Jan 11, 2005 23:57
I havent really felt like writing anything the past few days. I guess it has something to do with the fact that I havent spoken with Josh. DAMNIT. Why did I think that everything was actually getting better? I mean, I know we arent together, and it would be TO GOOD TO BE TRUE if he actually kept talking to me on a daily basis. I thought everything was going so great, and we were going to end up back together. I though too soon.
I cant help but wonder if something would have been a little different, if I didnt miss him on Friday morning when he tried to talk to me. Maybe we would have talked for awhile, and made plans to see eachother this last weekend. Maybe something would have clicked. But, maybe it wouldnt have. Maybe it would have just been like any other day. A conversation full of "to good to be trues" and then he would be off to do his own thing.
I cant help but think of the positive things I missed out on, though.
I spent my day rearranging my room, and cleaning up after myself. I like the room this way alot better now, and its different than I've had it before. Hopefully I can get some sleep tonight and get up early tomorrow.. and hey.. maybe I will have a life!! *gasp*
My mom is finally getting the money from the insurance company to have our roof fixed from the hurricane damage. We know the guy thats going to do the work for us, and he is bringing this guy named Josh to help him. I've known this Josh for a long ass time, and I'm sorry to say it, but he is HOTTNESS. lol. I worked with him at the game room in the mall last year, and he is so cool. They came over tonight to give my mom the estimate, and I didnt know Josh was here too. I came flying out of the room, to get Hopper, because he was barking at them, while they were trying to talk. There he was, standing in the corner, and he was the reason Hopper was barking. lol.
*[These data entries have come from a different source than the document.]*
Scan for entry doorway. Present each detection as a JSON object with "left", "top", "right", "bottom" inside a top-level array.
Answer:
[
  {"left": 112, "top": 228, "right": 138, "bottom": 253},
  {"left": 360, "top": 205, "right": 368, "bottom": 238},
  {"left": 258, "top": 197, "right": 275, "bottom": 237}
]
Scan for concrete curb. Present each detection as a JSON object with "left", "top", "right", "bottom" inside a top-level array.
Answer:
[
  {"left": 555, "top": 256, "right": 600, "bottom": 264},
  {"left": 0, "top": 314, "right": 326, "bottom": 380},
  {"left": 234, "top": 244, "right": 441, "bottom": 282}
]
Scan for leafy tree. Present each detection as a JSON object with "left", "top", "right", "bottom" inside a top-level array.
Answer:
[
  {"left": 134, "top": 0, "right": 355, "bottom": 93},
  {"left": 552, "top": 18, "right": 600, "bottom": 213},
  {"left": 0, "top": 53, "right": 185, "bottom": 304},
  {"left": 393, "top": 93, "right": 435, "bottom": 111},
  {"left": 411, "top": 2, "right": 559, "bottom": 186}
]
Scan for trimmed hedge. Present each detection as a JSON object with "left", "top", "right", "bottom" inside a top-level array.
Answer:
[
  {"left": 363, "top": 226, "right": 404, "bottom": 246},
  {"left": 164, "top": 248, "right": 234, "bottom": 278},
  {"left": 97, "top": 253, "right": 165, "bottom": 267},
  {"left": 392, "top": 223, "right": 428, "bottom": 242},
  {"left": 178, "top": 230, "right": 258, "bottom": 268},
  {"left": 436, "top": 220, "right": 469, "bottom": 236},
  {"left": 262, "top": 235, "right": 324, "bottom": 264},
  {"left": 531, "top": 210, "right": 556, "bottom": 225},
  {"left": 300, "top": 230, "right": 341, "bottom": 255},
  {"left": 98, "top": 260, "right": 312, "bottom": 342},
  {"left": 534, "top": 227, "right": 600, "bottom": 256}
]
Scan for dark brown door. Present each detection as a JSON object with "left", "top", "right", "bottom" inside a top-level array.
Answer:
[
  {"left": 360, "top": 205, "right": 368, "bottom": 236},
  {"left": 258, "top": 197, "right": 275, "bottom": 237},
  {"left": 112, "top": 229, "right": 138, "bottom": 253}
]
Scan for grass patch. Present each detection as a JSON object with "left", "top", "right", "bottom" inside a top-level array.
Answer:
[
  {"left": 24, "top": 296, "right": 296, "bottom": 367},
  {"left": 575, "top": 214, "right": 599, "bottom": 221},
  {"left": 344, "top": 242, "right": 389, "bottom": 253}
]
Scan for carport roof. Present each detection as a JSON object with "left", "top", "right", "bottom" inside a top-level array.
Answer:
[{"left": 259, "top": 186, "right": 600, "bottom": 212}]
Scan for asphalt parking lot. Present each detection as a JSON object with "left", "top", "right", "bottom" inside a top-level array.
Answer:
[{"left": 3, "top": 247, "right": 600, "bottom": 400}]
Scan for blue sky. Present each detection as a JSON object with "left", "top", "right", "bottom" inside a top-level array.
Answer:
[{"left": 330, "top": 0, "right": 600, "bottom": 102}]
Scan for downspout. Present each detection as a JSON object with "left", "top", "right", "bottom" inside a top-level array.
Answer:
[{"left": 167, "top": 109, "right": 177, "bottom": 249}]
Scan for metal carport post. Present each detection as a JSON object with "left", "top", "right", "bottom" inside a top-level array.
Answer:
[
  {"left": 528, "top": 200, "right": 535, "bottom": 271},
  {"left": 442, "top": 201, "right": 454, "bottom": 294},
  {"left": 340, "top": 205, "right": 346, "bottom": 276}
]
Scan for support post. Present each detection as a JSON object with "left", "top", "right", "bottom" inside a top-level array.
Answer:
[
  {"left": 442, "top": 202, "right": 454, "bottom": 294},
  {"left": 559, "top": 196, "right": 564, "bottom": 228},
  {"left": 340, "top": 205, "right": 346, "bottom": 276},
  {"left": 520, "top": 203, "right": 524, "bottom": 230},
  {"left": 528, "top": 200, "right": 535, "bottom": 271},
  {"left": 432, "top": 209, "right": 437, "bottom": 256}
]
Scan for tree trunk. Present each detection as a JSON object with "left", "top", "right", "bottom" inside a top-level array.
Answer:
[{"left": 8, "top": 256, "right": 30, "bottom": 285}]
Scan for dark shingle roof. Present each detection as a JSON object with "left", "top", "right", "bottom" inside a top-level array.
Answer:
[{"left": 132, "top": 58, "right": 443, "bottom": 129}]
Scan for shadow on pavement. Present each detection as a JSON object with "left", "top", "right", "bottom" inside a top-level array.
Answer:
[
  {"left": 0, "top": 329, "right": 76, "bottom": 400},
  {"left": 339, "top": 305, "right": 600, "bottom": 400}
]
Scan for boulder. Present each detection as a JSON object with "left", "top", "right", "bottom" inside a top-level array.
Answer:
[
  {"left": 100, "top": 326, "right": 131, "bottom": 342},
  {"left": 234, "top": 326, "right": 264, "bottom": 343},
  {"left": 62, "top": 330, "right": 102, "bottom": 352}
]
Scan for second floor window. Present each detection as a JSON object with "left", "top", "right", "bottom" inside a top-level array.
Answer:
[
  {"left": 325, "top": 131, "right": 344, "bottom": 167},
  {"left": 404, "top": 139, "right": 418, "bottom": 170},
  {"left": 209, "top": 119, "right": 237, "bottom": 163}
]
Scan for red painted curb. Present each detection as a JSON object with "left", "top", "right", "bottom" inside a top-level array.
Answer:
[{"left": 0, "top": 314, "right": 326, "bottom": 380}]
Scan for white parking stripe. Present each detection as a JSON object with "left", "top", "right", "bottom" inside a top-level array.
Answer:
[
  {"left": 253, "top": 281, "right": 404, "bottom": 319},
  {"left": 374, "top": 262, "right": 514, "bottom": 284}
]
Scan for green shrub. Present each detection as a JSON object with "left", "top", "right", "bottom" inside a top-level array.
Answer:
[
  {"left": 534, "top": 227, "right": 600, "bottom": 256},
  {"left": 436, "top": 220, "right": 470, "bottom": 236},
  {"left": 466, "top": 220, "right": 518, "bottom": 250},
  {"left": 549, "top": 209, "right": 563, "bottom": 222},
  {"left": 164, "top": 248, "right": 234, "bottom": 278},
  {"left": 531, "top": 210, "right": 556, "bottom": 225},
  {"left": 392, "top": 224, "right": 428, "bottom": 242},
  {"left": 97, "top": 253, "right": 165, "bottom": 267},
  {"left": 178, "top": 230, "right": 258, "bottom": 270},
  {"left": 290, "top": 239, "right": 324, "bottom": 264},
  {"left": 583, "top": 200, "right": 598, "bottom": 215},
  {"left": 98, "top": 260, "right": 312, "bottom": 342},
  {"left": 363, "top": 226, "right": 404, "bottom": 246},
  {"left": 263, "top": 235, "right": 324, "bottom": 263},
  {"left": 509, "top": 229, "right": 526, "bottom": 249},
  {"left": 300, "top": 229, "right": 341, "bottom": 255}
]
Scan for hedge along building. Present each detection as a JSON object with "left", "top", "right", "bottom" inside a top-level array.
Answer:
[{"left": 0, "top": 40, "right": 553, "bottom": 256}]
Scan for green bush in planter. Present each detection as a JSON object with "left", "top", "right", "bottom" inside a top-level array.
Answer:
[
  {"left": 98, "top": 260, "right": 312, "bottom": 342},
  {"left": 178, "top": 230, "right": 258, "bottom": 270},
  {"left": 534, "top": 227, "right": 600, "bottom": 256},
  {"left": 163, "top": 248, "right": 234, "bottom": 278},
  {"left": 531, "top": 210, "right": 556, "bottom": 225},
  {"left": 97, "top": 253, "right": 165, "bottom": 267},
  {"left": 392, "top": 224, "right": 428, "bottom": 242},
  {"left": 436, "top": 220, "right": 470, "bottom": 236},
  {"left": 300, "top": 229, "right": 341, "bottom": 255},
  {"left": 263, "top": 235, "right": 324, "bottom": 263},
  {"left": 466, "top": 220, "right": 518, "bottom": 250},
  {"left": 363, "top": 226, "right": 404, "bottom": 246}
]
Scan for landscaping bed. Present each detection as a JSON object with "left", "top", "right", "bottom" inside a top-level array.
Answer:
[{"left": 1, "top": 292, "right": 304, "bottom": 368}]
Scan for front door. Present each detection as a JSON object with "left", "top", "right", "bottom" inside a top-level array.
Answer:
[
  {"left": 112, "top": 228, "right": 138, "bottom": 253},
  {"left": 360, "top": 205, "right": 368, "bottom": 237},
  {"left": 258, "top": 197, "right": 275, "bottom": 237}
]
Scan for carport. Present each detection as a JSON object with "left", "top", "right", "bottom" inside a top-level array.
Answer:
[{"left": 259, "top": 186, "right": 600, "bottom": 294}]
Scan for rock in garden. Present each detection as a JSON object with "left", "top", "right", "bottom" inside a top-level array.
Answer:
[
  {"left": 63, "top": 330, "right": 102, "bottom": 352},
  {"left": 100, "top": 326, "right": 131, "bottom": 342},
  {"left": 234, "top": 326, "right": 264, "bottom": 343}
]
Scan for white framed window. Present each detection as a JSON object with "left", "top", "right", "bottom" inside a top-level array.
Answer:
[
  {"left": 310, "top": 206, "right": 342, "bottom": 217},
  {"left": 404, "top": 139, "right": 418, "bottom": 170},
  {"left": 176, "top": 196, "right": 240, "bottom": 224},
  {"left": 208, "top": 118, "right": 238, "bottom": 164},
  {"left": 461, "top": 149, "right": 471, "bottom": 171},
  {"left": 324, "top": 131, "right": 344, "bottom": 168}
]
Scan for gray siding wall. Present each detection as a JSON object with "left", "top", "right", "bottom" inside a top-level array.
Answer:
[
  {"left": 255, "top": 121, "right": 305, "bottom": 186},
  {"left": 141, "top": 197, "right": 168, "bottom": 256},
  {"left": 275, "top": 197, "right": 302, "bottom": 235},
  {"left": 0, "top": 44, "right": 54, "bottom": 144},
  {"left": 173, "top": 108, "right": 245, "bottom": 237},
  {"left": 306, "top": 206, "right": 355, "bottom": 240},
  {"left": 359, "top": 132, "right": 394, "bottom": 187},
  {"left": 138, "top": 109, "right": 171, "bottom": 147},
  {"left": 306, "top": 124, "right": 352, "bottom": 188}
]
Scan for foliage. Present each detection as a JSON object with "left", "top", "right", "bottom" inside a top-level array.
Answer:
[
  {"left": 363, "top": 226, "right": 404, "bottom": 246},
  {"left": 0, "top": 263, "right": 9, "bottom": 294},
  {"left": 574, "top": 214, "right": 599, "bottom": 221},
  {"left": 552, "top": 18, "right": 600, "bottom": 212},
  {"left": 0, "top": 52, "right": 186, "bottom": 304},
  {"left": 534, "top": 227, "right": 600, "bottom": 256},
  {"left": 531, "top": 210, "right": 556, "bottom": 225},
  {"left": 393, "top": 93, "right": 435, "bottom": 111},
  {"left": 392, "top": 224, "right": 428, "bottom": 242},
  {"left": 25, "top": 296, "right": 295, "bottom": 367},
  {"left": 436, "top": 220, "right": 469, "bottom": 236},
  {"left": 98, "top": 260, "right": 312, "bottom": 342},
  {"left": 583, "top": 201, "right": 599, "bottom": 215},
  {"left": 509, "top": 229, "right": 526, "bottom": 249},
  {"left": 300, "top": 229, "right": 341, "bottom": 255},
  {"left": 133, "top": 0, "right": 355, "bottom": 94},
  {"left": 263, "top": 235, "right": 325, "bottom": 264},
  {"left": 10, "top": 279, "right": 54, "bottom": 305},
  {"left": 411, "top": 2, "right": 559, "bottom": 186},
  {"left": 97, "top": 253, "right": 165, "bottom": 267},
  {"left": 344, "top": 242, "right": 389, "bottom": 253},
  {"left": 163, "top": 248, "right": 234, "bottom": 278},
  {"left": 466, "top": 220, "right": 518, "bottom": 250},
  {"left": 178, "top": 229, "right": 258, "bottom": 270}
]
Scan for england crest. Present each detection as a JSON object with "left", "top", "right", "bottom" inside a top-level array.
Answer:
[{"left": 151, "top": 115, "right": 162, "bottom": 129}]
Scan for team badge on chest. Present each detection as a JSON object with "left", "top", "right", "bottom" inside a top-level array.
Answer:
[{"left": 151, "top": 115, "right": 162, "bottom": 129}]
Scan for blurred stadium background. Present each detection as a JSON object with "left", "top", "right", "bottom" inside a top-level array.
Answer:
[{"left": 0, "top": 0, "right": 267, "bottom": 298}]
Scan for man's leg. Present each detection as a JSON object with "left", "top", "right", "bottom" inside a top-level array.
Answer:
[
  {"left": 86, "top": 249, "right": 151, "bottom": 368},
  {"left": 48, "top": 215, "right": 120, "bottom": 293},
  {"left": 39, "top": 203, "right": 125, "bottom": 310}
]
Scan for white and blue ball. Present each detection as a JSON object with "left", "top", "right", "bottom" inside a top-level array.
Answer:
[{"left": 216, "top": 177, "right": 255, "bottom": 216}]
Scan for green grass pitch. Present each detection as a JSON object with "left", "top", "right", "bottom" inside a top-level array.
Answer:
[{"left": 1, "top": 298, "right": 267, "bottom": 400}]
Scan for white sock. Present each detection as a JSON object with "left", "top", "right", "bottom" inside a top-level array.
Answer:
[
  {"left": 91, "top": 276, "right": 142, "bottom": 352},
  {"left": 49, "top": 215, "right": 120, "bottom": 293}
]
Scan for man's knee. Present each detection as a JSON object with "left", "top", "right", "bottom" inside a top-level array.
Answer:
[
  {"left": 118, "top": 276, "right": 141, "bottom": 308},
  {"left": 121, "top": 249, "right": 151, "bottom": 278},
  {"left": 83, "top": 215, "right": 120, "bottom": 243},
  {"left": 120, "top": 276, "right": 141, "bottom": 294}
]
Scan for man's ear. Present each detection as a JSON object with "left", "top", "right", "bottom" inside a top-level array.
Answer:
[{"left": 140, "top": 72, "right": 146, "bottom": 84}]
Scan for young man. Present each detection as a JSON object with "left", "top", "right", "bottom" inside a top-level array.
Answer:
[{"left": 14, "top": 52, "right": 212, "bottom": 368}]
I said "you've gotta sit down, your making him nervous Josh". RAWR. lol. I should be ashamed of myself, checking out the guy who will be here working for a couple of weeks. oorrrr.. should I be ashamed? lol. HOLLERRRR. lmao.
Anyways, sorry I havent been writing.. just a little down in the dumps. :( I catch myself looking at all the cars while I'm outside smoking, hoping one of them will pull into the drive way, open the passenger side door, and out will pop my Josh. I am so fuckin' pitiful. Someone put me out of my misery.